Dress to impress


Many people hold consultants in awe; they drive fancy cars, wear designer suits, and carry themselves with certain gravity. But does all this ’power dressing’ actually have a net effect on the influence of the advice they offer?

Indeed, a consultant’s anecdotic slick Armani suit and shiny BMW parked in front of the office contribute to increased advice utilization. This appears from research done by Stefanie Tzioti, PhD graduate at ERIM. In her dissertation, entitled Let Me Give You a Piece of Advice: Empirical Papers about Advice Taking in Marketing, she studies the effects of opinion and advice giving on decision making. The findings reported in this dissertation demonstrate once again, in the domain of advice taking, the important role that unconscious processes play in decision making.

More often than not, (marketing) managers seek advice from others when they need to make important decisions. Various industries, from advertising to consulting, build an entire business on the ability to make the advice they provide to their consumers valued and utilized. As advice giving and taking is omnipresent in all organisations, it is insightful for (marketing) practitioners to understand the factors that lead to an increase or decrease in advice taking. The findings reported in this dissertation suggest that expertise is not always the biggest motive for accepting advice. Instead, advice seems to be significantly more readily taken form a person dressed in a custom-made suit and driving an expensive car (even when he has no expertise at all). Moreover, from this dissertation it appears that justifying the advice, either intuitively or analytically, in a way that is appropriate to the (marketing) problem at hand and to the seniority of the advisor, promotes advice taking. Finally, different discrete positive and negative emotions were found to influence advice taking in unique ways. Hence, it appears that advisors such as consultants and policy makers may benefit from generating or inducing (or, in contrast, purposely avoiding generating or inducing) a specific emotion to exert a stronger influence on the final decision maker.

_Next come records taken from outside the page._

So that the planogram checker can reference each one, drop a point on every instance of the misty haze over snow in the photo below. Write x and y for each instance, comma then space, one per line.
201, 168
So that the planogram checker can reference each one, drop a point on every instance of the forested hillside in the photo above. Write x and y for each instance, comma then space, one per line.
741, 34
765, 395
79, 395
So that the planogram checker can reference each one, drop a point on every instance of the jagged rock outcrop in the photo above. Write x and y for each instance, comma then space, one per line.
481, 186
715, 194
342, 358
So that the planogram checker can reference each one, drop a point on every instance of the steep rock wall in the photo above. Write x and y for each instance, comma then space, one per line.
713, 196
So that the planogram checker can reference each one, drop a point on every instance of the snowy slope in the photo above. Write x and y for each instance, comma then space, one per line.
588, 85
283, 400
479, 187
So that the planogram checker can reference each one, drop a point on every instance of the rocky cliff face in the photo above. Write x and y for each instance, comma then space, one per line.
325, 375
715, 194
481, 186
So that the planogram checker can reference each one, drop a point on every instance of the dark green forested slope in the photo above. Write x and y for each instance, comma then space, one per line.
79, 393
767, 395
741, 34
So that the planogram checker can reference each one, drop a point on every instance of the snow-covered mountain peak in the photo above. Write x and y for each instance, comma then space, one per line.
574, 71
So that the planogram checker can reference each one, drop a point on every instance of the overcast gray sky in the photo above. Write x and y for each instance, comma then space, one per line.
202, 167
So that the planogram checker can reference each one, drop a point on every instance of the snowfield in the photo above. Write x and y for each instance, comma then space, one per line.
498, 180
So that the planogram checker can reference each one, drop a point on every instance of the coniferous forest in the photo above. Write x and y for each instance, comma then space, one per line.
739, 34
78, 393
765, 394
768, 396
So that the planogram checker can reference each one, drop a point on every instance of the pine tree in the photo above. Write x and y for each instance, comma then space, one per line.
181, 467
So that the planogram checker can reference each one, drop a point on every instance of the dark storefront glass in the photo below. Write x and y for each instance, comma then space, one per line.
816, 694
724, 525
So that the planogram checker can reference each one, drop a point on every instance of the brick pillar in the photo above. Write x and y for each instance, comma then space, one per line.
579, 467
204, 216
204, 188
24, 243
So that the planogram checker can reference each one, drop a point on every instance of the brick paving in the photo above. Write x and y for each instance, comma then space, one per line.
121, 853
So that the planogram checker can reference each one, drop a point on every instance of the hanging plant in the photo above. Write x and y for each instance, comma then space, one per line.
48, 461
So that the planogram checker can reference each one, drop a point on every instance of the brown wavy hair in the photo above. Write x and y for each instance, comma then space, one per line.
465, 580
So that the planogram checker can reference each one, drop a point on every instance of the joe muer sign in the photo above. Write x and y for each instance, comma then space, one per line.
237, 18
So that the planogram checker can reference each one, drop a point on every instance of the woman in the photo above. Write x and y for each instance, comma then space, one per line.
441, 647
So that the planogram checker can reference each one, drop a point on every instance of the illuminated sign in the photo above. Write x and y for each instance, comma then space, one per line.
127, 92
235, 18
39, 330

Stefanie Tzioti defended her dissertation on November 4, 2010.Her promoters were Prof.dr. Stijn van Osselaer, Professor of Consumer Marketing, and Prof.dr.ir. Berend Wierenga, Professor of Marketing. Other members of the Doctoral Committee were Prof.dr. D. Smeesters, Prof.dr. D. Van Knippenberg, and Prof.dr. M. Zeelenberg (Tilburg University).

About Stefanie Tzioti

Stefanie Tzioti (Schiedam, 1984) obtained her master‘s degree in International Business Administration cum laude from the Rotterdam School of Management, Erasmus University in 2007. In the same year she joined the Erasmus Research Institute of Management as a PhD Candidate at the department of Marketing Management. Her main research interests are consumer and managerial decision making and behaviour. Currently, different parts of her work are under review at the Journal of Marketing Research and Organization Behaviour and Human Decision Processes.

Abstract of ‘Let Me Give You a Piece of Advice’

Using advice in decision making is widespread for all sorts of important (personal and professional) decisions. Yet, traditional research on individual decision making has failed to systematically study the impact that social interactions about a decision problem can have on the decision outcome. A separate literature stream about advice giving and taking emerged in the 1980s in order to model a decision making structure where one person is responsible for the final decision, but seeks advice from one or more other persons as input in the decision making process. To date, a breadth of research questions have been addressed in order to gradually develop a theory of advice taking. This dissertation is a bundle of three empirical papers on advice taking in marketing that each studies a specific topic within the advice taking domain. Using similar experimental methodologies, the papers bundled in this thesis all find and discuss variable utilization of advice based on the manipulation of one element in the advice situation: advisor wealth, advice justification, and emotions experienced by the decision maker. As such, each of the papers offers some interesting managerial implications and contributes to the development of a more comprehensive theory of advice taking in its own right.